Key to the scaffold production was biomimicry — mimicking the natural structure and mechanical characteristics of spinal cord. The researchers produced a scaffold with microscale channels that facilitate axonal regeneration and guide the axons to stay in the same functional tracts as they bridge the injury site. The biocompatible scaffold itself was produced from a sturdy but cell-friendly hydrogel composed of polyethylene glycol–gelatin methacrylate (PEG-GelMA). This gel material supports cell viability and growth, while closely mimicking the mechanical properties of spinal cord tissue.

The researchers used rats with spinal cord injury to test their 3D printed scaffolds. In a biocompatibility experiment, they implanted rats with either the novel scaffold, a simple agarose scaffold or no scaffold at all. The PEG-GelMA scaffolds induced a reduction in immune response from the host, as well as promoting neural regeneration and axonal guidance into the scaffold, compared with the control groups.

The team then loaded neural progenitor cells (NPCs) into the scaffold, facilitating the formation of neuronal relays between the host axonal tracts (above the injury) and NPCs inside the scaffold. In turn, the NPCs send axons outside the scaffold to connect with the intact spinal cord tissue below the injury.
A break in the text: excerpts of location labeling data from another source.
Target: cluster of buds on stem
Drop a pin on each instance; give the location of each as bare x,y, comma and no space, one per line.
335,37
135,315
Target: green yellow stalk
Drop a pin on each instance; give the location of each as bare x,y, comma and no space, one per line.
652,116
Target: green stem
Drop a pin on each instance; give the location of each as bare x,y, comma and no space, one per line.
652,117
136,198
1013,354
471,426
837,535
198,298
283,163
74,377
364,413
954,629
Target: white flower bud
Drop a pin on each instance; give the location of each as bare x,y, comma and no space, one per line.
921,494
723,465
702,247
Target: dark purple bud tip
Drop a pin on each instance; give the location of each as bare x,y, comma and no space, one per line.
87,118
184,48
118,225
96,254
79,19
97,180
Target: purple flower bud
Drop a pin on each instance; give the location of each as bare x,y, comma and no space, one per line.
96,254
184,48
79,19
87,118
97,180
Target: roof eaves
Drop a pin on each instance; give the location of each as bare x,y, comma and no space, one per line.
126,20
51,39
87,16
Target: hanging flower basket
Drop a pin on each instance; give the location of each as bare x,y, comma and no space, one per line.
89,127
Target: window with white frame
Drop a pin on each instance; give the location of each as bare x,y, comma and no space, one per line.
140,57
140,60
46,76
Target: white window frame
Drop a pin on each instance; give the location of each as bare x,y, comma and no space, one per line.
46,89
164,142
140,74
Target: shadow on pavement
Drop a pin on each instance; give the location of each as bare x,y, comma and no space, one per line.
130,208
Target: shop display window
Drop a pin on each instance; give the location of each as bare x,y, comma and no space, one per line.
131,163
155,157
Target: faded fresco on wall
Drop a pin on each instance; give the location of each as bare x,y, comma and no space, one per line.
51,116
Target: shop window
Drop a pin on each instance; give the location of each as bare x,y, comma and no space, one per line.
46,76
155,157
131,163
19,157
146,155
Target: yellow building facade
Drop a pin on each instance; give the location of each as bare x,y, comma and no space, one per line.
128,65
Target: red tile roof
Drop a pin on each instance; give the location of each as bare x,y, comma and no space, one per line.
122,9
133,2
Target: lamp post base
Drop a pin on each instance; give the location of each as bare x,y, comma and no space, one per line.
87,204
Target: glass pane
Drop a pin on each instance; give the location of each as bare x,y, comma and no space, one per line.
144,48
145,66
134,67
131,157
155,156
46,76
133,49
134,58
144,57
NPCs have been considered for spinal cord repair previously, but implantation within the required time frame is difficult due to the hostile environment of a spinal cord injury. Importantly, the new scaffold not only guided axon regeneration but also protected the implanted NPCs from the inflammatory environment of the injury. Animals implanted with NPC-loaded scaffolds showed significant nerve regeneration and regain of motor function.

The researchers examined the animals six months after transplantation and saw significant physical improvement in the group implanted with scaffold and cells compared with the controls. The authors note that the organization of host regenerating axons and NPC-derived axons through the channels of the scaffold was linear and tightly bundled. Electrophysiological analysis also showed that rats implanted with NPC-loaded scaffolds showed improved connectivity that was lost upon re-transection above the implant site.

Spinal cord injuries often carry high morbidity and poor prognosis, owing to insufficient regeneration of nerves following injury. This new technology may provide a significant step towards improved treatment by creating an environment that can be tailored to specific injuries to foster natural nerve repair. The biomimetic structure, with implanted, supportive neural progenitor cells, attenuates inflammation and promotes nerve guidance and repair.

The research team is currently looking to conduct trials on larger animal models, and aims to take the technology into human trials soon.